Buitenplaats begin 2019

Het vroege tijdstip van 7 september was gekozen in de hoop op nog een restje zomer. Dat kwam er ook, al was het van wisselvallige aard. Iedere bezoeker kreeg wel een fiks buitje op zijn kop, maar steeds werd die gevolgd door een prachtige zonneföhn. Was je eenmaal ter plekke dan kon de dag niet meer stuk. Ongetwijfeld is er die dag een foto gemaakt waarop de Brienenoordbrugboog perfect synchroon liep met een regenboog; ja, ja, voor liefhebbers van reli-symboliek was het de dag der dagen. Zelden ook was het zo zinloos om naar buienradars te gluren. Zodra de zon scheen en bekeken werd of het tijd werd om een activiteit naar buiten te verplaatsen, kon de smartfoon weer nat in de zak. Het afdrogen van de tafeltjes en stoeltjes op het buitenterras was een even zinloze bezigheid. Schoon werd het wel en het zomerstof werd definitief gewist.

Die eilandhistorie was zeker zo bewogen als die van onze schaakclub zelf, zo bleek uit het ter plekke aanwezige, groene boekje van Ellen Krijnen. Een heel klein, maar bijzonder informatief boekje over de geschiedenis van het Brienenoordeiland met zijdelings ongelooflijk veel aspecten van die van Rotterdam in de 20e eeuw. Een echte aanrader voor elke geïnteresseerde over de plek waar ons feest plaats had. Bovendien zijn er nogal wat parallellen met de historie van onze eigen club.

Toen het eiland nog twee eilanden was, de Groene Plaat en de Slikplaat, was er in 1850 al een plan voor een spoorlijn naar België met een brug over die eilandjes heen. Het eerste plan van vele die - op de valreep - niet doorgingen. Deze eilandjes slibden in de loop van de 19e eeuw aan elkaar. Om de doorstroming van de Maas te vergroten, werd de Groene Plaat in 1895 afgegraven en de grond op de Slikplaat gestort, die de vruchtbaarheid deed toenemen. Vanaf toen heette het eiland Brienenoord. In 1962 veranderde dat in "Van Brienenoord" naar de 19e eeuwse adellijke familie, die het toen in bezit had.

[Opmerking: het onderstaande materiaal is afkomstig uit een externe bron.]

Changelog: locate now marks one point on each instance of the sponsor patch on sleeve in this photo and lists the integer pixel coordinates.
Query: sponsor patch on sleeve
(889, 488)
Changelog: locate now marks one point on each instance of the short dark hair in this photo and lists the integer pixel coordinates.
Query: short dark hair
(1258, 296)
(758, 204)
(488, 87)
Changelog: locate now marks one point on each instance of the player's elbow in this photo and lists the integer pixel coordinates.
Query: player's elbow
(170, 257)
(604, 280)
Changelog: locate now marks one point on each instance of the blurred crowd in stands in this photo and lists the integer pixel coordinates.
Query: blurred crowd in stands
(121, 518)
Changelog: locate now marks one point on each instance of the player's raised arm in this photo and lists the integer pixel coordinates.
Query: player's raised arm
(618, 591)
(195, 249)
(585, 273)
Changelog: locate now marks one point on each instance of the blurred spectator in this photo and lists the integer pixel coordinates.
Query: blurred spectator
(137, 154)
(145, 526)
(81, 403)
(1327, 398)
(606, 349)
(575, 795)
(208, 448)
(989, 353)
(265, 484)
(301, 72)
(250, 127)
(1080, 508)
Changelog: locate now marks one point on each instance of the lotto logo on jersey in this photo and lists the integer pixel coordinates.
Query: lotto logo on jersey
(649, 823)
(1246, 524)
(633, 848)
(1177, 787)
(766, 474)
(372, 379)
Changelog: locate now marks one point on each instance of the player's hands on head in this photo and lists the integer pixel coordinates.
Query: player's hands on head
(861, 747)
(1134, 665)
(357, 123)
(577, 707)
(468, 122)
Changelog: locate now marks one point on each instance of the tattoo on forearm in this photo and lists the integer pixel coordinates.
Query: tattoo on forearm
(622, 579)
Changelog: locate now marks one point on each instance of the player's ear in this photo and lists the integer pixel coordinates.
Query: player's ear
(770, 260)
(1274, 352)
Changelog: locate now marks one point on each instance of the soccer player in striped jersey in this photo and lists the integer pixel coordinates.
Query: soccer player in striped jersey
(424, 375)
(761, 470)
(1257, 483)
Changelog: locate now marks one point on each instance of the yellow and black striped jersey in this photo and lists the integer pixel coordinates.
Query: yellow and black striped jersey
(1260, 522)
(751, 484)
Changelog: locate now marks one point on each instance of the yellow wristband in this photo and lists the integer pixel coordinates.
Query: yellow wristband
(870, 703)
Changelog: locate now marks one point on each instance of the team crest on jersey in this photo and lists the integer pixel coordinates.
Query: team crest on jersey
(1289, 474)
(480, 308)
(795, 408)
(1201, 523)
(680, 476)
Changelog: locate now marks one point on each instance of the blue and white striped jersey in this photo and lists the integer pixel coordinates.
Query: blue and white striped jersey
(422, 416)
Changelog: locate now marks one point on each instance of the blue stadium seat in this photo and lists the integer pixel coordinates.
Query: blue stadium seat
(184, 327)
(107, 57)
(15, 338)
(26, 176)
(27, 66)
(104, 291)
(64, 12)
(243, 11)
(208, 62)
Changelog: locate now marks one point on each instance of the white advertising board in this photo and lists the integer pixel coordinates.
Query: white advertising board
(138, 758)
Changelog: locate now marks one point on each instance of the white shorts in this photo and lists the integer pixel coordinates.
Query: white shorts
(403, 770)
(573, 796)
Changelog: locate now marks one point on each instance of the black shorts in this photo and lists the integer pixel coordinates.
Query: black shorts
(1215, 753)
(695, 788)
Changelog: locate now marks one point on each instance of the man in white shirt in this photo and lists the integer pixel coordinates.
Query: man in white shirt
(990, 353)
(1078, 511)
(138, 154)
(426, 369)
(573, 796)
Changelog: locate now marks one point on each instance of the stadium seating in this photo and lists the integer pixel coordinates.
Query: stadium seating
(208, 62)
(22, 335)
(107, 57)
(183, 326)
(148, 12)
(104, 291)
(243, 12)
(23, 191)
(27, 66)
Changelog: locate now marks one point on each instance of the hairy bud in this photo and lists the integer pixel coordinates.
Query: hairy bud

Na de de zalmvisserij en de werven Wilton-Feijenoord en Piet Smit, is het eiland een eeuwlang speelbal geweest van talloze gemeentelijke en andere (overheids)plannen. Steeds wist het eiland de dans te ontspringen en daardoor is het nu nog steeds een rauwe oase, zonder al te veel recreatieplichten en -verboden. Eigenlijk zijn het Instituut voor de Rijpere Jeugd (1920), waar Clubhuis de Arend (1922, Schiekade 98a) voor jongens en de Zeemeeuw (1937, Goudsesingel) voor meisjes uit voortkwamen, en de volkstuinders, de meest constant gebleven factoren. De volkstuinvereniging is er vanaf 1943; die volkstuinen leverden een niet onbelangrijke bijdrage aan de voedselvoorziening van Rotterdam in oorlogstijd.

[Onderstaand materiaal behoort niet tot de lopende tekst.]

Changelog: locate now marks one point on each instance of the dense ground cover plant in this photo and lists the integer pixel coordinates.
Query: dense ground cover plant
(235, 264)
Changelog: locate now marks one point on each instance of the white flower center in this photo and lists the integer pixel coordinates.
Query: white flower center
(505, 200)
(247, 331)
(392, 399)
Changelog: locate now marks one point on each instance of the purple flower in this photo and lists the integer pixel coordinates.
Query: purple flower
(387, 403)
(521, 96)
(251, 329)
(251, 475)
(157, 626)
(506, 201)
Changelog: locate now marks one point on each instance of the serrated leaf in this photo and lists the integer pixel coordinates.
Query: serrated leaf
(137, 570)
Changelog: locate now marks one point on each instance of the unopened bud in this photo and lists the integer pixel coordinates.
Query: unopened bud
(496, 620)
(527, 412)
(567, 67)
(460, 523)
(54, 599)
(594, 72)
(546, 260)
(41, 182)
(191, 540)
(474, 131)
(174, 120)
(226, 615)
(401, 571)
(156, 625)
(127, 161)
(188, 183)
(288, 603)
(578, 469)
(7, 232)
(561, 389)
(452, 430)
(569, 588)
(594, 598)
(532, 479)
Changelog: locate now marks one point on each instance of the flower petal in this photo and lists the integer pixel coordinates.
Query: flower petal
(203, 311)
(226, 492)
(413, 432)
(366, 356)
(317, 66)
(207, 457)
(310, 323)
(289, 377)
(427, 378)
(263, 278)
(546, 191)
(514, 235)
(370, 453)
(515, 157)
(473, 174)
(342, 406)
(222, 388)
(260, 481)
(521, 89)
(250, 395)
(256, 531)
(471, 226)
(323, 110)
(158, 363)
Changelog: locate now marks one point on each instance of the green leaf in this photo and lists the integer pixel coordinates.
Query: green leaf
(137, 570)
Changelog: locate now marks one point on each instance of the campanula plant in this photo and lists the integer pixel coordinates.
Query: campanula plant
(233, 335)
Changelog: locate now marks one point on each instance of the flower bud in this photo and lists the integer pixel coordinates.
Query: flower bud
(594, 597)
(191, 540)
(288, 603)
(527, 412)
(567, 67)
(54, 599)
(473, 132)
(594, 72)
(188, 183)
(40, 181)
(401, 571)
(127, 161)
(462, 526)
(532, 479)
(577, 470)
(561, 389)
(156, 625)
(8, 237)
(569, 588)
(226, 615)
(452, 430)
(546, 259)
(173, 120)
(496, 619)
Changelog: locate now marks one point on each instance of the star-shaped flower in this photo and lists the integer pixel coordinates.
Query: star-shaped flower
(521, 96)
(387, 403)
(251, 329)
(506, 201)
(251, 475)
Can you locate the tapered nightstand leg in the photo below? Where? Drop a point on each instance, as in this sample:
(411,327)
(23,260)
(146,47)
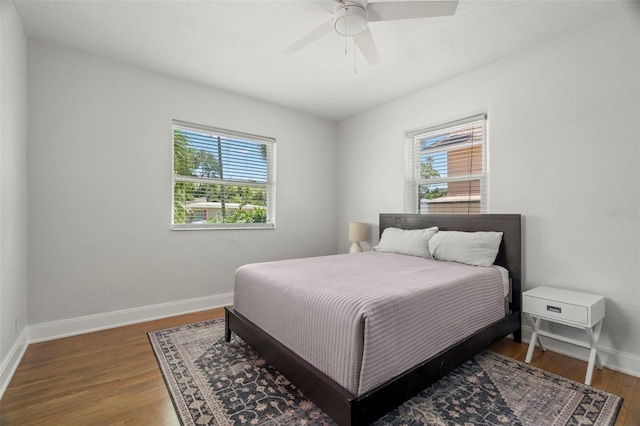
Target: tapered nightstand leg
(535,324)
(594,359)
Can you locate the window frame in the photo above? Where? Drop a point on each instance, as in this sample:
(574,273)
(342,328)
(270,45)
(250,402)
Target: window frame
(413,179)
(269,185)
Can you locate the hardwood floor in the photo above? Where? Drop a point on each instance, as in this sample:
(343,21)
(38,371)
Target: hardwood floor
(111,377)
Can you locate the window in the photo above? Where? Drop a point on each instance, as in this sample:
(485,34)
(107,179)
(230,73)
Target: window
(222,179)
(446,168)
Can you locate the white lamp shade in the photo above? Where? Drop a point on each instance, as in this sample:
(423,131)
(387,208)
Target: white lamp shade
(357,231)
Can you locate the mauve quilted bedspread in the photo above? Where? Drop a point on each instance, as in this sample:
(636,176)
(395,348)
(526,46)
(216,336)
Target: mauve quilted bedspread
(365,318)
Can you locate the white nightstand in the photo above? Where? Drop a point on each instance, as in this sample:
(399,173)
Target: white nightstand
(580,310)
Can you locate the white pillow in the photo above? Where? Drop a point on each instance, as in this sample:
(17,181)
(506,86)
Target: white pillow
(413,242)
(472,248)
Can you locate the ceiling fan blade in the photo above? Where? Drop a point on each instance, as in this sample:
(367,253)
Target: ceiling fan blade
(367,46)
(387,11)
(314,35)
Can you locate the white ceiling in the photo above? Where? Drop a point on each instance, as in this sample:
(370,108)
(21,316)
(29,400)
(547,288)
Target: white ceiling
(238,45)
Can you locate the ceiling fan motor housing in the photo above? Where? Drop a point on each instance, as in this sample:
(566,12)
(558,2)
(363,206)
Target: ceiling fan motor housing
(350,19)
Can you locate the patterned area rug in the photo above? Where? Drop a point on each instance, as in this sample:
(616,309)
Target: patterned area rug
(216,383)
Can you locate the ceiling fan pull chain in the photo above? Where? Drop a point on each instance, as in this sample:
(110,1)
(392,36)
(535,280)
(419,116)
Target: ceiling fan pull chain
(354,56)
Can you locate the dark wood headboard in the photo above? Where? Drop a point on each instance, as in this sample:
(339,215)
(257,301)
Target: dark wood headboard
(509,256)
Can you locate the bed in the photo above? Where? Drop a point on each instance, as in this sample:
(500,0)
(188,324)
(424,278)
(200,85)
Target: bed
(341,388)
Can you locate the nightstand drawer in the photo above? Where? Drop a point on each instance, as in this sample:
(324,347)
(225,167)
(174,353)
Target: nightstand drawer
(556,310)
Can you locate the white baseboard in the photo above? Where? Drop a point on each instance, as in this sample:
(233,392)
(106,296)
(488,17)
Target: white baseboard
(620,361)
(87,324)
(10,362)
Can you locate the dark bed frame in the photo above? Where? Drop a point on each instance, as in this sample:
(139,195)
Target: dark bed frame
(348,409)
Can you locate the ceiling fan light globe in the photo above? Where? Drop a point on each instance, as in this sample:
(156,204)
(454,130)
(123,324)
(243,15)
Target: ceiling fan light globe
(350,20)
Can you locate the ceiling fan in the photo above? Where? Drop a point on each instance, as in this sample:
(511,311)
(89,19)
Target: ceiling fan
(351,18)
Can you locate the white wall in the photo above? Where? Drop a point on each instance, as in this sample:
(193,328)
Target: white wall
(99,181)
(13,185)
(563,122)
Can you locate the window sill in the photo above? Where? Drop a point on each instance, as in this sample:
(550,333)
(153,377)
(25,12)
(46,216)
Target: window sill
(222,227)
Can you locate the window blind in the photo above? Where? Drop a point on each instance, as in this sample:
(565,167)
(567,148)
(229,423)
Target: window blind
(222,178)
(447,168)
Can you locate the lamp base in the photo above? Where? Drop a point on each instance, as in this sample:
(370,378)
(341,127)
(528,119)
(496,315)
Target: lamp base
(355,247)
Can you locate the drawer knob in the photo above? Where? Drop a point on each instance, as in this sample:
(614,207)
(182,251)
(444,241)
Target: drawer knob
(556,309)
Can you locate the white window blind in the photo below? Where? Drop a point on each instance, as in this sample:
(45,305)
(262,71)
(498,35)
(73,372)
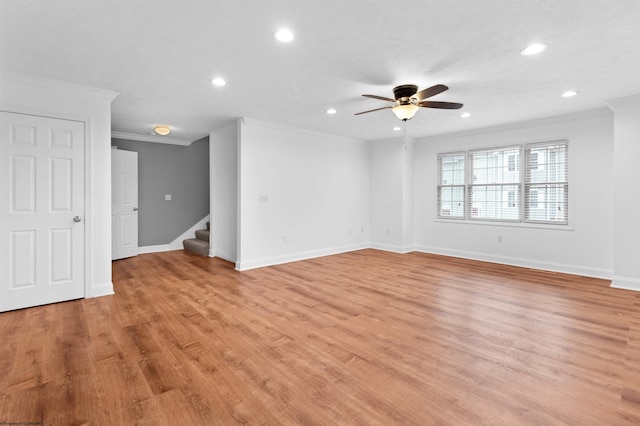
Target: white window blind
(451,186)
(546,182)
(494,184)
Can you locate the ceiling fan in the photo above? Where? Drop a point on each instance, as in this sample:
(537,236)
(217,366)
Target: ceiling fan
(408,100)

Voor jeugdschakers was het hele eiland een groot feest

Wij waren zeker niet de eersten die besloten een jubileum op het eiland te vieren: het Instituut voor de Rijpere Jeugd vierde er in 1995 zijn 75-jarig jubileum in het toen danig in verval rakende Turkenheim. Dit gebouw stond eerst op de werf Feijenoord in de Piekstraat en werd zo genoemd omdat het de verblijfplaats was van Turkse marineofficieren, die toezicht hielden op de bouw van onderzeeboten voor de Turkse marine, begin jaren '30. Toen die boten klaar waren, kwam het gebouw leeg te staan en in het kader van een werklozenproject voor jongeren werd het afgebroken en verplaatst naar het Brienenoordeiland in 1936. Vanaf die tijd werd het eiland intensief gebruikt door bezoekers van Arend en de Zeemeeuw. Voor generaties jongeren werd het een fantastisch speelterrein en vakantieoord. Eind jaren '70 werd het bezocht door het 'randverschijnsel van onze groot-stedelijke samenleving' Experience, die het gewoon een heel weekend afhuurde. De beheerder was toen al op leeftijd, maar je kon doen en laten wat je wou, zoals ik zelf nog ervaarde.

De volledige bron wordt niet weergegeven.